On the shelves in my office I count ten books (remember them?) covering the semweb, ontologies and such, dating from the noughties. These often spoke enthusiastically of the semweb’s potential. The blurb from one book, ‘Spinning the Semantic Web*’ speaks of‘ an exciting new type of hierarchy and standardization that will replace the current web of links with a web of meaning. I think it is fair to say that this has not happened.
What did happen in the early years of the 21st century was that the semweb was taken on board by the research establishment (at least in Europe) in a big way. The workings of this may not be familiar to you. In other contexts, the generally accepted principle for the advancement of humanity is via a multiplicity of competing initiatives of which the best will thrive. This is not how things work in EU research where the politicos that decide what research to fund are constantly on the look out for the next big thing. Most recently this has been AI. Before that, albeit briefly, it was blockchain. And before blockchain it was the semantic web before that, business objects and so on. The EU then announces the direction that researchers will have to take to get funded. And off they go. It is a curious way of doing business. A multiplicity of institutions ‘compete’ for funding. But the competition is limited to what has previously been selected as ‘worthwhile’. The approach is more like the monolithic culture of the Soviet Union than Silicon Valley.
While the semweb has not by any stretch of the imagination fulfilled its original promise, its impact of EU research has been huge and lives on today. SEMIC 2023, the Semantic Interoperability Conference broke all records with some 458 on site visitors and 803 followers online. In Brussels recently, another semantic initiative saw the light of day, the TotalEnergies-backed Knowledge Graph Alliance (see elsewhere in this issue) is seeking to get the semantic ball rolling, echoing a much earlier failed attempt by the W3C to get the oil and gas industry to finance further semantic research.
At ECIM (and, we have it on good authority, in some EU Majors’ databases) we heard that naming stuff remains an issue, despite the problem having been ‘solved’ twenty years ago. Why is this? Why not have a ‘standard’ convention? Something along the lines of the KGA or a host of other proposals that have been made over the years (I expect OSDU has its own …. it should). But the existence of a standard way of writing a well name does not fix the problem. These problems stay with us because the standards focus on the container (a database format, an ontology or what have you) and not on the content.
You might be curious to know how the problem was solved twenty years ago.
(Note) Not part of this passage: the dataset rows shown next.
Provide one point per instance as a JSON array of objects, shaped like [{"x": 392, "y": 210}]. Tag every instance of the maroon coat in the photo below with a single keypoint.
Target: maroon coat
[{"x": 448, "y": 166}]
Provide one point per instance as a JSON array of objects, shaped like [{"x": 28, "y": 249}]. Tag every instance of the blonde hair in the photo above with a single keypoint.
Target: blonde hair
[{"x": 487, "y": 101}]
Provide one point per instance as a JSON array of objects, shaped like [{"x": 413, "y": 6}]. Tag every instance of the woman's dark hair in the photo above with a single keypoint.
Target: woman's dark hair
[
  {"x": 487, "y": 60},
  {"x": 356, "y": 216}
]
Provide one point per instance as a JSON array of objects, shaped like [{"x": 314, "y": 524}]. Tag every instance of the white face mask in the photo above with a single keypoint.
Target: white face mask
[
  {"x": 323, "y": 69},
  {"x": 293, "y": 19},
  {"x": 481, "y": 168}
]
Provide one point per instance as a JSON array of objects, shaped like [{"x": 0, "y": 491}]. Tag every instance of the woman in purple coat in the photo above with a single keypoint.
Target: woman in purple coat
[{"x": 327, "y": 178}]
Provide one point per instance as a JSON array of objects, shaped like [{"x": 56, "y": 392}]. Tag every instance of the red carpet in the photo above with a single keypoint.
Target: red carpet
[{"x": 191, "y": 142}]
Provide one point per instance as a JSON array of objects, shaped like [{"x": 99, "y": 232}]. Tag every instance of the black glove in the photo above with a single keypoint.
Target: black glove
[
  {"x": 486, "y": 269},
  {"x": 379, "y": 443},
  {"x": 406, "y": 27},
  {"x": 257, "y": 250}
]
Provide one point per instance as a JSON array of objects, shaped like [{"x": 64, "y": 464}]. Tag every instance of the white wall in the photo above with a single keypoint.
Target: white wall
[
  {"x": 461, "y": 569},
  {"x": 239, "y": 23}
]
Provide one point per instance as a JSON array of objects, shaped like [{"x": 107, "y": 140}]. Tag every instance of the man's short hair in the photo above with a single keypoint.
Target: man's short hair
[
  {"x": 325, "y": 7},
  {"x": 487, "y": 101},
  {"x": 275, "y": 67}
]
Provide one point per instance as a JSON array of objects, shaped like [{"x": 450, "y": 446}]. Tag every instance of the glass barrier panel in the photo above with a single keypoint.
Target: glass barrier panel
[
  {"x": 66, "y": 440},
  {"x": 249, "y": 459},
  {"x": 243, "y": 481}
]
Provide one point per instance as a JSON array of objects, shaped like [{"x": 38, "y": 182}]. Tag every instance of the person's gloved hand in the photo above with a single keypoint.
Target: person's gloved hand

It was solved by having a look-up table of well names across the various databases. Petris Winds (later acquired by Halliburton) was one early example of a commercial implementation of such a system. This simple system just leaves on other problem to fix. That is making sure that the well name or whatever attribute you are concerned with is always the same in each database or application, now and for all future data entries. If you have a lot of legacy data, and a lot of new ‘big’ data, then this is a hard problem that involves the ‘management’ part of data management. Over the years I have seen companies shy away from these mundane issues (bad, missing data, wrong name, duplicates etc.) to focus on the more intellectually stimulating problems of standards and formats. Vendors don’t help. People who want to ‘move fast and break things’ don’t help. Managers who are blindsided by their IT/data folks don’t help. The issue of in-house vs. outsourced services plays a big role here, but that’s a whole other story (and editorial?).
* Spinning the Semantic Web, Dieter Fesnsl et al. MIT Press 2003 ISBN0-262-06232-1.